The restaurants of Chinatown may boast delicacies such as salt-and-pepper frogs, crispy chicken feet, and durian milk shakes, but at nearby Walkerspace, a generous serving of ham is the only item on the menu. In Big Times, a trio of amiable dames gaily overplay a mishmash of comedy routines and songs. Accompanied by the ukulele strains of live band the Moonlighters, writer-performers Mia Barron, Maggie Lacey, and Danielle Skraastad present a shticky tribute to early-20th-century vaudeville.
In the opening segment, elderly artistes Nellie, Sadie, and Lucy reunite backstage for a performance. They prepare for their act, which combines quick-change numbers, dance sequences, and “who’s on first” routines with the story of their origins. Nellie (a wisecracking orphan), Sadie (an addled usherette), and Lucy (a burlesque dancer on the lam) meet at a Midwestern variety show and hop a boxcar to the city. They accidentally catch the eye of a hotshot producer and set off for the “big time.”
Barron, Lacey, and Skraastad certainly aren’t aged, but they have rehearsed this show—conceived at NYU’s Graduate Acting program—for six years.
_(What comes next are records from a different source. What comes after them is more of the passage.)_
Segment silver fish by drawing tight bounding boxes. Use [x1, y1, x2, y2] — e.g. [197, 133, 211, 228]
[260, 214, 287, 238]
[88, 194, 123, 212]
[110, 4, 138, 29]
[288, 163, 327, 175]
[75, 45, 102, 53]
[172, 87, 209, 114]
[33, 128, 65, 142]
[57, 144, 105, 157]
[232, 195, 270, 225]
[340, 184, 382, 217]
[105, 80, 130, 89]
The long process has lent them substantial camaraderie and a cornucopia of wordplay and smart remarks. (They’ve also had time to perfect arched brows, puckered lips, googly eyes, and any number of other facial contortions.) If the hoofing and crooning are perfectly middling and the jokes generate as many groans as guffaws, the joy these women take in the performance and in each other is infectious. As the Moonlighters sing from above the stage: “Won’t you put me in vaudeville/Let me show you my act/I can’t sing, I can’t dance/But I know it’ll give ’em a thrill.”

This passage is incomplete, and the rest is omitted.